Radio Fiji One

Fiji;
- Frequencies: 92.8 MHz, 93 MHz, 93.2 MHz, 93.4 MHz and 558 kHz

Ownership
- Owner: Fiji Broadcasting Corporation

History
- First air date: July 1, 1954

Links
- Webcast: http://rf1.fbc.com.fj/listen
- Website: http://rf1.fbc.com.fj/

= Radio Fiji One =

Radio Fiji One (NA DOMOIVITI) is an iTaukei (Fijian) language - public service broadcaster in Fiji. The station broadcasts on the 93megahertz and 558 kilohertz to the cities of Suva, Navua, Nausori, Labasa, Savusavu, Nadi, Denarau, Mamanuca and Lautoka. The station also broadcasts on the 92.8 frequency to the towns of Coral Coast and Ba. The station broadcasts on 93.2 megahertz to the town of Tavua, and on 93.4 megahertz to Rakiraki and Nabouwalu.

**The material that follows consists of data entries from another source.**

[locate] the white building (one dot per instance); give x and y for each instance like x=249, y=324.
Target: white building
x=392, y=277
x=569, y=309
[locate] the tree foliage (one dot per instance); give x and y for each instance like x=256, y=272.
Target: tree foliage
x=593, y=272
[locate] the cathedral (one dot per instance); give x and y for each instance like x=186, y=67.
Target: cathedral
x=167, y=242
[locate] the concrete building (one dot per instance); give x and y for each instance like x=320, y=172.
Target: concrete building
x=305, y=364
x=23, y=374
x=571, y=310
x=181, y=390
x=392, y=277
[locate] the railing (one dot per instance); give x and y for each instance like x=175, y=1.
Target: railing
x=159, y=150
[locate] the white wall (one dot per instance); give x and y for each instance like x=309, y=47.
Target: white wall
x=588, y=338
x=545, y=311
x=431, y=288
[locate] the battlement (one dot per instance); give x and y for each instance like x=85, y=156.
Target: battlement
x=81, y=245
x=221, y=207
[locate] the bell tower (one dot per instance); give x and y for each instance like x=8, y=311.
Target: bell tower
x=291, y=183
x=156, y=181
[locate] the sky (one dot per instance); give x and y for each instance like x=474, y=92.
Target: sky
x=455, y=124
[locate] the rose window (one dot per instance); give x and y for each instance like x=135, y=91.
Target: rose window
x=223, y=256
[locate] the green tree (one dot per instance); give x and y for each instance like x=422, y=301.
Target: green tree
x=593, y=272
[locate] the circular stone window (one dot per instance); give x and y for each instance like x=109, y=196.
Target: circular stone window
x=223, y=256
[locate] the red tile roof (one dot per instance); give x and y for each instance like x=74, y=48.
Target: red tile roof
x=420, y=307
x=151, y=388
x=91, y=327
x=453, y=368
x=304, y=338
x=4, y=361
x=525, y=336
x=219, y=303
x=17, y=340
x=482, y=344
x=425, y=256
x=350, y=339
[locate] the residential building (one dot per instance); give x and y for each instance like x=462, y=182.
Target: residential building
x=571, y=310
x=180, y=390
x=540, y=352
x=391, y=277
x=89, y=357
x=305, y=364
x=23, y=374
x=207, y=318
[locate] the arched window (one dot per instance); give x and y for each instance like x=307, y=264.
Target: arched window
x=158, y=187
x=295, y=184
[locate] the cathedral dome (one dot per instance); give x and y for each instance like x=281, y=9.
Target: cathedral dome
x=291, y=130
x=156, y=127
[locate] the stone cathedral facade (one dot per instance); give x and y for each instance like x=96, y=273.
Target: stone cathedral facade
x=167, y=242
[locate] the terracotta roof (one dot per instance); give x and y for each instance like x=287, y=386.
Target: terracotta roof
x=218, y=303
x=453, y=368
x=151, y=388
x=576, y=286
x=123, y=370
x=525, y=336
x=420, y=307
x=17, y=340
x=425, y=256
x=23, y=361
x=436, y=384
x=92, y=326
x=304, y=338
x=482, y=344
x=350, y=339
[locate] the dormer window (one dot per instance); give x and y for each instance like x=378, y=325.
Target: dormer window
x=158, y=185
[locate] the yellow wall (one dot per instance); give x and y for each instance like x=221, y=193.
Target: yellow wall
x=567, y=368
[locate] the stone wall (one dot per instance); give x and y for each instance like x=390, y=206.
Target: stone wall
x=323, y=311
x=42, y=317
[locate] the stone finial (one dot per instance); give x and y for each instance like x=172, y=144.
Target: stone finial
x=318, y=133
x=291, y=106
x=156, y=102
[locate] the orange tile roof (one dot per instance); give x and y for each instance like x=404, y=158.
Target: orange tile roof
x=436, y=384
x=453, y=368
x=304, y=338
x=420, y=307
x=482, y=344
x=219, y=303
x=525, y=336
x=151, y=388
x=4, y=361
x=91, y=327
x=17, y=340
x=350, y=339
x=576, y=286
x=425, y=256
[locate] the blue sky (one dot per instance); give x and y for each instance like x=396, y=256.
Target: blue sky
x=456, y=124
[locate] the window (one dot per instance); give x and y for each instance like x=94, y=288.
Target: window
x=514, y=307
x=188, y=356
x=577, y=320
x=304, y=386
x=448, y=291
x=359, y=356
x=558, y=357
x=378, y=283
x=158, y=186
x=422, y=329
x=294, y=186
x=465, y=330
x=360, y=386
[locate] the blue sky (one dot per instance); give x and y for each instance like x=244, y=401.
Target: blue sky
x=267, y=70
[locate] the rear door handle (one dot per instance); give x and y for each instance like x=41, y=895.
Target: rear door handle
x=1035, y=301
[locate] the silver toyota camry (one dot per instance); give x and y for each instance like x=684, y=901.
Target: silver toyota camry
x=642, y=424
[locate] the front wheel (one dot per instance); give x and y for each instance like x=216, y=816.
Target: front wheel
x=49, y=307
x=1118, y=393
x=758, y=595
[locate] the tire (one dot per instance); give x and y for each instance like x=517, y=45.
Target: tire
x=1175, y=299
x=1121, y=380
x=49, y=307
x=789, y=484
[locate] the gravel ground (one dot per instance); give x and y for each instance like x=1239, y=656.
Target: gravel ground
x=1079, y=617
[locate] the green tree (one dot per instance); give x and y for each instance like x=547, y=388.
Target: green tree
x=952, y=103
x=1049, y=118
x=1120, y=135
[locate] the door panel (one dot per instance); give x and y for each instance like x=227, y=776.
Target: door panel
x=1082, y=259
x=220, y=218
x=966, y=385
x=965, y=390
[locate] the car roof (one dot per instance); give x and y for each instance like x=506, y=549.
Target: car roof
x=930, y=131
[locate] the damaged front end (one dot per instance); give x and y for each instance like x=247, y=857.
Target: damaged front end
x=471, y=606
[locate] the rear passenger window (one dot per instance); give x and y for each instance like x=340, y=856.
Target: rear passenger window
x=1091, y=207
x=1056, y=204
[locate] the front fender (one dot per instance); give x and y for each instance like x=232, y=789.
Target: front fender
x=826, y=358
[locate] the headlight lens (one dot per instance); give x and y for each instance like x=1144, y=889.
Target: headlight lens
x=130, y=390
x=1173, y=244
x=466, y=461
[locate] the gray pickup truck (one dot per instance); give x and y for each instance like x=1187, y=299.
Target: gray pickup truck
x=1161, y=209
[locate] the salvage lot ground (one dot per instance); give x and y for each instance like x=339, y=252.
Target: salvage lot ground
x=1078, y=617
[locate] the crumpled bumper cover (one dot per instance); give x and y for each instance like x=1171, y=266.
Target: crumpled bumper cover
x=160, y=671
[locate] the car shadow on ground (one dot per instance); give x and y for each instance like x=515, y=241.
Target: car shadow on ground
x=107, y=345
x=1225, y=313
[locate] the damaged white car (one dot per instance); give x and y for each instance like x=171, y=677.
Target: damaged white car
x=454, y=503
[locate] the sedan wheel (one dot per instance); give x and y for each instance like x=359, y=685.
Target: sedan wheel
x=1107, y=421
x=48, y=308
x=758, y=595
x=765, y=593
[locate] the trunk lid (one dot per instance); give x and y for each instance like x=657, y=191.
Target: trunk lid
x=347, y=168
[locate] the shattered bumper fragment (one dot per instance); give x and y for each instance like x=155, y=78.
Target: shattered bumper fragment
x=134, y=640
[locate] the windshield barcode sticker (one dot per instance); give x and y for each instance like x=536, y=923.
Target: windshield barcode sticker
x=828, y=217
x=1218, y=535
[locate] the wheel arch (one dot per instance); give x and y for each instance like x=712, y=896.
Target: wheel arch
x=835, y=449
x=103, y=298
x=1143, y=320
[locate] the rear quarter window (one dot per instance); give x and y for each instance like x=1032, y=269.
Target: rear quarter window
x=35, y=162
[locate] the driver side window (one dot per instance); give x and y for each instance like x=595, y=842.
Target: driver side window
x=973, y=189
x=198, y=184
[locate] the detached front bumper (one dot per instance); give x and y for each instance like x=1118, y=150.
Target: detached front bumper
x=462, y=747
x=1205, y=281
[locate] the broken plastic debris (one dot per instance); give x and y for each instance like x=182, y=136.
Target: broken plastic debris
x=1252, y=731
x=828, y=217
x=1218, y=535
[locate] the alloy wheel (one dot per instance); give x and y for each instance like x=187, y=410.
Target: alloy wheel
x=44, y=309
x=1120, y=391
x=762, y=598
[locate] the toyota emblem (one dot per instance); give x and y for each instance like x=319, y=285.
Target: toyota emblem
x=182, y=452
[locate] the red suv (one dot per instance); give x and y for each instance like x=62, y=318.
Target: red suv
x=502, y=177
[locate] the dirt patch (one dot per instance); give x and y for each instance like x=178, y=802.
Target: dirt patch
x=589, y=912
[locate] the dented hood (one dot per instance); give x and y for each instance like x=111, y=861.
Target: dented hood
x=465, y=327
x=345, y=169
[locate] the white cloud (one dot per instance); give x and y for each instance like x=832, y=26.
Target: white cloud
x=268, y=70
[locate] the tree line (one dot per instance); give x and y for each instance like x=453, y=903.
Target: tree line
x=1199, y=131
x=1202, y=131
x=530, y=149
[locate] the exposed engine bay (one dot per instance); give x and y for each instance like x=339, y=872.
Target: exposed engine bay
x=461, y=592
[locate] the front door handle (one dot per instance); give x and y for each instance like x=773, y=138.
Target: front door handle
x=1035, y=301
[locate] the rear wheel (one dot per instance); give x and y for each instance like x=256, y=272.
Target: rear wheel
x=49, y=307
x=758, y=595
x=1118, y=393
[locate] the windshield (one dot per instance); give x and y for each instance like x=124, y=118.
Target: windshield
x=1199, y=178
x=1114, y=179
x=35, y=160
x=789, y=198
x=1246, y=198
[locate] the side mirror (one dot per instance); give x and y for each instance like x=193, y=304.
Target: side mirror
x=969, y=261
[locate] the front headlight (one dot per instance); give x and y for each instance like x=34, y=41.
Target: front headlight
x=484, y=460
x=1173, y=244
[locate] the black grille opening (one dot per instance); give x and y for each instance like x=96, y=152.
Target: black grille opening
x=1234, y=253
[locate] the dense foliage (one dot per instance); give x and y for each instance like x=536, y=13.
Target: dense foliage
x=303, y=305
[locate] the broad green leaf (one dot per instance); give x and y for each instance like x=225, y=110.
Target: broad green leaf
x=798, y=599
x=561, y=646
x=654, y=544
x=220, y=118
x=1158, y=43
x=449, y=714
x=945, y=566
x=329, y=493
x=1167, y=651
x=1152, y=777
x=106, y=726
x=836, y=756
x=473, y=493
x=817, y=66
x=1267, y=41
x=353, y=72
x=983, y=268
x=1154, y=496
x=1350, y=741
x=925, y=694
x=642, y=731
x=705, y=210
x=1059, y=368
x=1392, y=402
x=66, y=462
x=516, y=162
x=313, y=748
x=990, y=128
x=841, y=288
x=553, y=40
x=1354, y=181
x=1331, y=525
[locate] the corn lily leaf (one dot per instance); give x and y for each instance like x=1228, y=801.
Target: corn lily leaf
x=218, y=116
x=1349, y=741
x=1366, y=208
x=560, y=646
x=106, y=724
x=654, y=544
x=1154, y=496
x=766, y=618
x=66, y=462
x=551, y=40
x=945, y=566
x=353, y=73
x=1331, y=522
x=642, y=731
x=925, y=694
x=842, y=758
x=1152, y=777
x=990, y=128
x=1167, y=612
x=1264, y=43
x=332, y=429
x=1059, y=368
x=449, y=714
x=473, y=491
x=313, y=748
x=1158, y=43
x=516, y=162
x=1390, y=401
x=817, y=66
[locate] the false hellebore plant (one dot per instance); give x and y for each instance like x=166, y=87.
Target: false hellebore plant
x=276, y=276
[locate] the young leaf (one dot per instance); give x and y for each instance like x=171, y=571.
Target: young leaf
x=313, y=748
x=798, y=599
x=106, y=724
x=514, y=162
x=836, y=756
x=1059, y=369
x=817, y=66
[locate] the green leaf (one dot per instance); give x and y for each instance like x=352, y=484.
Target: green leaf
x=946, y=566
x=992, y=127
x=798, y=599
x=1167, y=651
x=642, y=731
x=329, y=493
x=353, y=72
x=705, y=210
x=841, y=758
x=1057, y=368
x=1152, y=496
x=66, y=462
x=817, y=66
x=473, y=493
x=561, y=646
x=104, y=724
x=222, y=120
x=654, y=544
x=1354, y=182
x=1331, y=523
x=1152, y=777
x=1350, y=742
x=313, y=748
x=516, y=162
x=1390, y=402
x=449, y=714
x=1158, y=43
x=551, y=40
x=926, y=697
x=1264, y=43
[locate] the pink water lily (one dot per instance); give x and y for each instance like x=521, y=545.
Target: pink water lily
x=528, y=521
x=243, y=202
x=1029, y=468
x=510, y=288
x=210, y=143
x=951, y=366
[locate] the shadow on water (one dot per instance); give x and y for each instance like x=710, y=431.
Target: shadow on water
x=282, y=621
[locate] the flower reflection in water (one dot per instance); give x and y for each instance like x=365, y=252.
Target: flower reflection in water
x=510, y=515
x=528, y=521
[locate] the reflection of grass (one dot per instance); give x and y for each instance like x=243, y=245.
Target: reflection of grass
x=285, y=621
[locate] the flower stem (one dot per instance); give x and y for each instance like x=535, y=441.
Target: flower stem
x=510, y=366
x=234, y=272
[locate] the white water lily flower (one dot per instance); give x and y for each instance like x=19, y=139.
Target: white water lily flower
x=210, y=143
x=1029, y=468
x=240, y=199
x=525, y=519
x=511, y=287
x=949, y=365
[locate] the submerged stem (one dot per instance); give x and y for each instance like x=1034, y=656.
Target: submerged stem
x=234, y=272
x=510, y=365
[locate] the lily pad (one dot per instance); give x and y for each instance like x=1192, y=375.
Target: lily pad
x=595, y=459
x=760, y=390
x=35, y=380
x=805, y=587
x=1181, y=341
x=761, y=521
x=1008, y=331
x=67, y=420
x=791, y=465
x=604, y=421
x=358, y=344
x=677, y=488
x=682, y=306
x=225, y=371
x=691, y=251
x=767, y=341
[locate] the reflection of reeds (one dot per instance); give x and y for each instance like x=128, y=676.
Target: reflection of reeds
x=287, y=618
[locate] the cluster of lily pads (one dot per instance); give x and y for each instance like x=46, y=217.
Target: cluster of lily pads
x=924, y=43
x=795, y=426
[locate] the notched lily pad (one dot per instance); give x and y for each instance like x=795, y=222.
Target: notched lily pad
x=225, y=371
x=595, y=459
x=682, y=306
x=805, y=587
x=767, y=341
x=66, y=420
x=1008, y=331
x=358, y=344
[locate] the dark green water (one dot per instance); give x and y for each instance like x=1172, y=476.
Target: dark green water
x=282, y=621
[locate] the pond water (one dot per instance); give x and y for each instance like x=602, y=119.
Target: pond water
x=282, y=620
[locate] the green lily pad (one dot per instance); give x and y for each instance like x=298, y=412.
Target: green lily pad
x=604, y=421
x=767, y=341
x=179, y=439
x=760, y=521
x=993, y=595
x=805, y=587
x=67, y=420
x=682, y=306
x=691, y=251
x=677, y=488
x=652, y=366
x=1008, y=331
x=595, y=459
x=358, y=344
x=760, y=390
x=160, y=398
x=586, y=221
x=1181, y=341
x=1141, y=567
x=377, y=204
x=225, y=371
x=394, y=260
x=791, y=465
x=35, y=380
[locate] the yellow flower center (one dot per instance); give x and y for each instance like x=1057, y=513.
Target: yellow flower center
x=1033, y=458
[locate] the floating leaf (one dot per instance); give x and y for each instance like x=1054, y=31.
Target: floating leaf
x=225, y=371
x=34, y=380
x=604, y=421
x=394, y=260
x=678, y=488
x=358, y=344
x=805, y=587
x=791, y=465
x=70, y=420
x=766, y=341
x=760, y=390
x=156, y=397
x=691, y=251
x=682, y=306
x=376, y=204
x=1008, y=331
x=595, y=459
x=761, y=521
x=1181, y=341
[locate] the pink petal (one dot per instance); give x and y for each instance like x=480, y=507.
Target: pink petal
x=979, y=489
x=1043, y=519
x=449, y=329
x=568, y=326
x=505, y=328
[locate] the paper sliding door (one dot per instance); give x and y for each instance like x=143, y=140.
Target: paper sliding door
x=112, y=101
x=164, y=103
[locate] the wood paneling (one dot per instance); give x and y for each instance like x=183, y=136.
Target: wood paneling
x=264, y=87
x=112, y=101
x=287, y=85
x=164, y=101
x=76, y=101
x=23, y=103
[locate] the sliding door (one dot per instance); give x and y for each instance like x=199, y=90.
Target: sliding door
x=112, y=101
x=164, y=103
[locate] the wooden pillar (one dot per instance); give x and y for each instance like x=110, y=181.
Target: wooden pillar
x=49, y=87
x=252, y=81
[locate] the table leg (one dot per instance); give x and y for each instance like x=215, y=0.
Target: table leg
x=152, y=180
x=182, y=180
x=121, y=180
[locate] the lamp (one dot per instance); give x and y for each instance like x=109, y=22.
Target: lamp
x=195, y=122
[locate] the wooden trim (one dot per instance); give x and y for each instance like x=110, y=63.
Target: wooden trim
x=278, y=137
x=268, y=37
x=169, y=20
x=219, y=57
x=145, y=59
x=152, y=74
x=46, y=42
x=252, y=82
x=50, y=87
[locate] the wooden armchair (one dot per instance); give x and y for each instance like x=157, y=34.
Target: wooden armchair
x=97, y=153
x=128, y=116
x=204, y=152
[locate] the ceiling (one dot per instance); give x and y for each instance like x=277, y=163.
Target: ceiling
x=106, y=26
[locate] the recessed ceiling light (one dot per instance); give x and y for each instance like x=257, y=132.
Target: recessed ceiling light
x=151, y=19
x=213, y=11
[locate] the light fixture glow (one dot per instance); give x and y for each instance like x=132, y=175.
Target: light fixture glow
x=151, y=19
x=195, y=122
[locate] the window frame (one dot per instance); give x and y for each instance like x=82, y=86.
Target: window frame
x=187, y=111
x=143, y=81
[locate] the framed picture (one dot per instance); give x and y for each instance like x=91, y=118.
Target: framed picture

It is operated by Fiji Broadcasting Corporation, the company which also owns FBC TV, Radio Fiji Two, Mirchi FM, Bula FM, 2Day FM (Fiji), and Gold FM (Fiji) in Fiji.

The programs are sponsored by the government under the Public Service Broadcast (PSB) contract, from private organizations and religious organizations in Fiji.